Les personnes avec autisme peuvent avoir des difficultés à comprendre et à utiliser la communication non verbale. Elles ne captent pas toujours les signaux de la communication non verbaux et n’en tiennent donc pas compte. Si elles le remarquent, cela pourrait être mal compris. La communication non verbale est impossible à définir selon des règles et a rarement une signification univoque.

Il y a des travaux dans la cour de récréation et parfois le professeur parle fort pour étouffer le bruit ambiant. Fien pense à chaque fois que le professeur est en colère lorsqu'il parle plus fort. Elle soupçonne qu'elle fait quelque chose de mal. À l’heure du déjeuner, elle n’est plus capable de prêter attention car elle est trop tendue.

Il n’est pas vrai que les personnes avec autisme ne peuvent pas établir de contact visuel, mais la nature et la qualité du contact visuel peuvent être particulières. Elles peuvent avoir du mal à « déchiffrer » le contact visuel des autres. 

Établir un contact visuel est difficile car il n'est pas facile de savoir si vous accordez trop de contact visuel à quelqu'un ou pas assez lorsqu'il vous parle. 
Marc Segar, adulte autiste 

Els ne peut pas écouter le professeur et la regarder en même temps. Cela provoque beaucoup de malentendus à l'école. 
Els 

Fredje ne regarde pas dans les yeux, mais dans le front de son interlocuteur. Les détails des yeux changent constamment. C'est trop d'informations pour lui et pour éviter d'avoir à les traiter, il ne regarde pas les yeux. 
Fredje 

L'écholalie est la répétition littérale de mots et de phrases sans les comprendre pleinement. C’est le langage d’une personne qui a une bonne mémoire mais ui n’a pas suffisamment développé la compréhension du langage. L'écholalie survient également chez les enfants au développement typique âgés de 18 à 36 mois, mais certains enfants avec autisme présentent encore une écholalie à un âge de développement bien supérieur à 36 mois.

L’écholalie retardée survient également chez les enfants ayant de bonnes compétences cognitives et de l’autisme et peut être très trompeuse.

Les enfants avec autisme ont souvent un besoin limité de communiquer. Ils ne parlent généralement pas spontanément des choses qu’ils ont vécues. Cela est également dû à des problèmes de contexte, c'est pourquoi les parents ne sont souvent pas toujours informés de la vie scolaire de leur enfant. Les enfants avec autismes séparent souvent les contextes : comme s’il s’agissait de mondes séparés.

L’envie de communiquer n’est pas la même chose que l’envie de parler. Certaines personnes avec autisme ont un grand besoin de parler, mais la valeur communicative est souvent limitée. Ils peuvent souvent continuer à parler d’un certain sujet, sans se rendre compte que l’autre personne ne s’y intéresse pas du tout ou n’écoute même plus.

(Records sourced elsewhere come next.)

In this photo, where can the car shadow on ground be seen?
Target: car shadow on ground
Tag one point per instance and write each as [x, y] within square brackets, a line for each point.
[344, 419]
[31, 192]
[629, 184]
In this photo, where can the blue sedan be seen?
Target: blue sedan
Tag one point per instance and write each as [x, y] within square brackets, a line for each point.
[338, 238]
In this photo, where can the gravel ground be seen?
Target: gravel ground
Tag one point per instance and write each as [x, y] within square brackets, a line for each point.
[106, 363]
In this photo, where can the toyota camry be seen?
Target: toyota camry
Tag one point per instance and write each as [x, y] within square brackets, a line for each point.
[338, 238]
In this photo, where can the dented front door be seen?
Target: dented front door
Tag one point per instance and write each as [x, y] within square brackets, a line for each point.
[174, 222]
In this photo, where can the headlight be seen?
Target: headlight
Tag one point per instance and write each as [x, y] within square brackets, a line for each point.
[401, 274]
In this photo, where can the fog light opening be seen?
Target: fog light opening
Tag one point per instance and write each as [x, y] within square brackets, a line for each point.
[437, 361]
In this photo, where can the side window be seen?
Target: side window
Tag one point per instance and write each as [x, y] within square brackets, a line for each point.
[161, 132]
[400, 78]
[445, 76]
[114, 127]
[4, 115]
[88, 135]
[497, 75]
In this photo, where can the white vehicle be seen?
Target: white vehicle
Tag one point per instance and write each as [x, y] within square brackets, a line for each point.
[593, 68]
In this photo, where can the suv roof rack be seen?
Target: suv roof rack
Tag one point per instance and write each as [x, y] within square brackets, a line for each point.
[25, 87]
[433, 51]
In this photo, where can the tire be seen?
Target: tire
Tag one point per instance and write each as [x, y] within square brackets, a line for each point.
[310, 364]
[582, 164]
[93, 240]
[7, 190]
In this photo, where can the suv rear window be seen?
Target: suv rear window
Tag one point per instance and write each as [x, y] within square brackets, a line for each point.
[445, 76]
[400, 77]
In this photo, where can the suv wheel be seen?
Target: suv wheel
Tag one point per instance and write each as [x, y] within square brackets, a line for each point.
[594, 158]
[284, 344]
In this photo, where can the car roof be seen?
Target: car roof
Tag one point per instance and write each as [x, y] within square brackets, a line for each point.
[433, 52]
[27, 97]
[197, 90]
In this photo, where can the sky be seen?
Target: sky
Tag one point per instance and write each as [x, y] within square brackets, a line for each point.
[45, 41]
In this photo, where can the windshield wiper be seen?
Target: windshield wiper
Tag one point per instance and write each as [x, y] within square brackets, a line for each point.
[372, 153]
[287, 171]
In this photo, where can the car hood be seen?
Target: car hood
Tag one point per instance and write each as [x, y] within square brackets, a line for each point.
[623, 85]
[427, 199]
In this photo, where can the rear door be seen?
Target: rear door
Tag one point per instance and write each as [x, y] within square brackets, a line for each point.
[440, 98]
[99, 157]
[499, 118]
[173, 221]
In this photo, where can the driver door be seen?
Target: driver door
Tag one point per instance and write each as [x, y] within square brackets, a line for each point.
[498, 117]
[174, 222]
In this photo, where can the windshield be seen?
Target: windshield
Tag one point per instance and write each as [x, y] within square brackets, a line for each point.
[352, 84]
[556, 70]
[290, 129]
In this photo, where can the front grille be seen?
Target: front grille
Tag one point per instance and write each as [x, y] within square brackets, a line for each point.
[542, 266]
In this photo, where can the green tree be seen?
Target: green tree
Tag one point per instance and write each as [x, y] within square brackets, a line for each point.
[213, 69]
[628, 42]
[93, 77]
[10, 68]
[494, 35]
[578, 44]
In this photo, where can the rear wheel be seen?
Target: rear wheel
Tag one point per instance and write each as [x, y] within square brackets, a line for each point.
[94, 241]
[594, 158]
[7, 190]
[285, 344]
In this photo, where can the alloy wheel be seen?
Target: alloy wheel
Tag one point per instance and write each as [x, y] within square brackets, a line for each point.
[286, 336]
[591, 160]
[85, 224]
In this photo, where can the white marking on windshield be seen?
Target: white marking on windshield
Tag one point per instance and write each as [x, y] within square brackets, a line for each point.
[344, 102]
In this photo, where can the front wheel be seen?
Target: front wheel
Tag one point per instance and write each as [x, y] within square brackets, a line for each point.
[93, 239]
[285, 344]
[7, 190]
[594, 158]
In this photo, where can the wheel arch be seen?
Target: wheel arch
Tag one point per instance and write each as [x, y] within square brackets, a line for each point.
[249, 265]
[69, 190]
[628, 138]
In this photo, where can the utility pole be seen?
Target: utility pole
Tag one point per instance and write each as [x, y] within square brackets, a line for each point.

Parfois, ils parlent de manière associative, exprimant leurs propres pensées à voix haute, sans grande cohérence.

Ils passent souvent d’un sujet à l’autre et ont de grandes difficultés à séparer les questions principales des questions secondaires.  En raison de leurs difficultés avec la théorie de l’esprit et de leurs problèmes de cohérence centrale, ils ne prennent pas en compte le point de vue de l’auditeur, qui manque souvent des informations nécessaires pour comprendre le 'monologue'.

Cela peut être très trompeur, notamment parce que leurs problèmes de langage et de communication sont souvent masqués par un vocabulaire étendu ou, pour certains, un langage solennel ou surchargé.